I need to take a break from the Book of Face. The cause of my abstention is the whole NFL/Taking a knee for Colin controversy. Lost in all the back-and-forth I’m reading about the appropriateness (or lack thereof) in the protests taking place around the league was that Kaepernick started taking a knee because of the miscarriage of justice in the Trayvon Martin case, and the tact that so many people of color are killed in similar circumstances and nobody goes to jail. And instead, we’re arguing about disrespect for the flag, these African American athletes are millionaires and they have a lot of nerve, etc. Nobody’s addressing the inciting incident, i.e., the murder of a young man by a vigilante who walked free.
After I got finished arguing with people about this, my friend Yvonne forwarded this to me. It reminds me that there are hundreds of names of victims that we’ve never heard.
There is more detail on each of these individuals at Robin’s @caulkthewagon Twitter feed. My point in sharing it is to note that this isn’t a one-off event. People of color are being attacked in large numbers, and rarely does anybody go to jail.

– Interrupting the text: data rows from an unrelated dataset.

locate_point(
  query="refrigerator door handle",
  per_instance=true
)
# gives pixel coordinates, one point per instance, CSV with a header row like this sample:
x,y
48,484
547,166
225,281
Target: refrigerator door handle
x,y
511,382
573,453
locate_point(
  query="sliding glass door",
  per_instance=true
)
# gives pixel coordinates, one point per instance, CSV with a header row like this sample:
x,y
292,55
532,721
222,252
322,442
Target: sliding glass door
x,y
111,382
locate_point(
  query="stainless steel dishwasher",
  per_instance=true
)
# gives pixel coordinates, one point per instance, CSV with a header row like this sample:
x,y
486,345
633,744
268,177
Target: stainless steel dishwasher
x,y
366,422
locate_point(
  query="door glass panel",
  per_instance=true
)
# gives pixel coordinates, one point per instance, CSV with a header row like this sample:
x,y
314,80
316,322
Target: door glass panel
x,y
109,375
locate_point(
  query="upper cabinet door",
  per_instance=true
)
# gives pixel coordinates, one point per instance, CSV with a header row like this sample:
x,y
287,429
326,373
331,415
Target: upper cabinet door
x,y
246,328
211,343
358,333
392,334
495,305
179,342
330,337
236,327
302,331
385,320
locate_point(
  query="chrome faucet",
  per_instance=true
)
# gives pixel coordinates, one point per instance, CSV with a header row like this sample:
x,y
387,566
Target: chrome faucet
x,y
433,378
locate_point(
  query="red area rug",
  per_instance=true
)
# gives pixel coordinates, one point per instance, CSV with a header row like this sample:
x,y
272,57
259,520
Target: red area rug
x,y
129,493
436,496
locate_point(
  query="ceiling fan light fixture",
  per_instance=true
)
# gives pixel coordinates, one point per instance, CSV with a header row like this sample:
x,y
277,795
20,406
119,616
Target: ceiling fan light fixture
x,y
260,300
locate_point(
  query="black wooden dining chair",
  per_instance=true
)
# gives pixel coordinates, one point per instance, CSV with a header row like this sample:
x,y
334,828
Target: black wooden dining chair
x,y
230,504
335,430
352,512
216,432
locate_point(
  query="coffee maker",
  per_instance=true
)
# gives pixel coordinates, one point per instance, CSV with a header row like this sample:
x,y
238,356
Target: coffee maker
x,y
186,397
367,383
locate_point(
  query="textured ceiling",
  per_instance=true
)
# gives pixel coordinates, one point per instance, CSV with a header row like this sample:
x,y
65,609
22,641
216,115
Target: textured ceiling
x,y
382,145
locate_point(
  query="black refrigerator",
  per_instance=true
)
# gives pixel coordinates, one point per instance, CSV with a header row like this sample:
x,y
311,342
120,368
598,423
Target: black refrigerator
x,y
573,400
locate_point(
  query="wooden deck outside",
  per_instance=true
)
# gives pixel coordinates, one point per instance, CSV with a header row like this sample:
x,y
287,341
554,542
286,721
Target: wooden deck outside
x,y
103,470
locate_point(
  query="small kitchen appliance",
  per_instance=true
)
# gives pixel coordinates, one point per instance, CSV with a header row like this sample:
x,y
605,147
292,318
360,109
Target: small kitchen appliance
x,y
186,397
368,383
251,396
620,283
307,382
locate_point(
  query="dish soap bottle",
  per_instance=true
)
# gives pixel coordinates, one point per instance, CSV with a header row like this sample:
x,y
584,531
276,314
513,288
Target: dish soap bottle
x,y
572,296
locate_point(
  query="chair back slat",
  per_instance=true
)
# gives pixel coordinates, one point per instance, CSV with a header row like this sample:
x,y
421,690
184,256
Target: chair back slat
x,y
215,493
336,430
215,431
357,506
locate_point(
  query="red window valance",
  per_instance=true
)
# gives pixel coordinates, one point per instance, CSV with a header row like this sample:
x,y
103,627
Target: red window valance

If you want to do something about this, I could do worse than point you to Danette Chavis’ petition to demand a federal prosecutor to intervene in cases where local prosecutors have not been suitably aggressive in pursuing justice for victims. It ain’t gonna happen with Jeff Session in office, but it’s something we should have had a long time ago (arguably during the trial of the killers of Goodman, Cheney and Schwerner). Ms. Chavis was nice enough to explain how it works below:
The demand is in fact focused on the government itself, in regards to the claims of “liberty and justice for all”. I seek to challenge those claims with a demand the U.S. attorney general prosecute and hold police accountable for the murders committed across the United States! I understand the position taken on policing by the current administration in Washington and its unwillingness to prosecute police for the atrocities committed. But the position taken cannot go unchallenged but lives are at stake, along with every right the people presume to be in possession of! The fact of the matter is “we have no rights” to protect against any atrocity committed by police. What we have are grounds on which to stand within a court of law AFTER the atrocity has been committed. And if you are “dead” as a result of such atrocity, the law or “the rights” you presumed to possess will garner you nothing. We cannot be satisfied with a form of justice that only kicks in AFTER we’ve been injured. We need protections that will forego “loss of life” and maintain the dignity and integrity of those approached by police. And that is not what we currently have.
I cannot promise that signing Danette’s petition (which I have already signed) will fix anything. But this is not now and never was about football. This is about people’s rights to live unmolested in this country.
Let’s start the conversation. But let’s start with a change in the way we’re doing things.